I also use a raw sprouted brown rice protein in this drink. The sprouting process makes the protein easier on the tummy. If you give this one a go, I hope you enjoy it!

Vegan Power Shake
(RAW, gluten-free, nut-free, soy-free)
  • 3-4 cups baby spinach
  • 2 cups pure water
  • dash of turmeric
  • liquid stevia to taste (/i used a water based stevia liquid)
  • 1.5 scoops raw sprouted brown rice protein powder
  • ½ cup ice cubes
  • 3 VARIATIONS, optional add ins:
    • vanilla bean powder or extract (½ tsp)
    • 1 tsp coconut nectar OR agave OR maple syrup OR raw honey
    • 1 tsp raw cacao powder
Blend all ingredients except the ice cubes together on the highest setting in a high speed blender until totally smooth and frothy. Add the ice and blend until totally smooth. Serve.
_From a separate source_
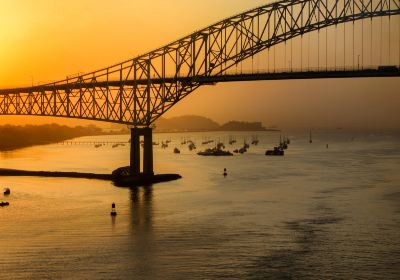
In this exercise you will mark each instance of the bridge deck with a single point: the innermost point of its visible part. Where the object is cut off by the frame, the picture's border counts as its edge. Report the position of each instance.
(204, 80)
VEGANMOFO: Part two of my challenge

Hey guys! I know that in my last post I announced I would be focusing on vegan ice cream recipes for the 2014 VEGANMOFO challenge but after sleeping on it I had a change of heart. That's just too much sugar for me! So, in addition to sharing healthy vegan ice cream recipes I will be sharing delicious vegan wrap creations! I love wraps and I'm hoping this month's challenge will inspire some great ones! Stay tuned for vegan wraps and vegan ice cream recipes!!!

Wednesday, September 3, 2014

Vegan MOFO

I am pleased to share that I have signed up for the 2014 edition of Vegan MOFO. My posting will be super duper frequent this month as I share vegan recipes to raise awareness of the joy of vegan living.

I decided to challenge myself with a theme to help organize the month -- VEGAN ICE CREAM. What can I say, I'm not ready for summer to wither and die just yet.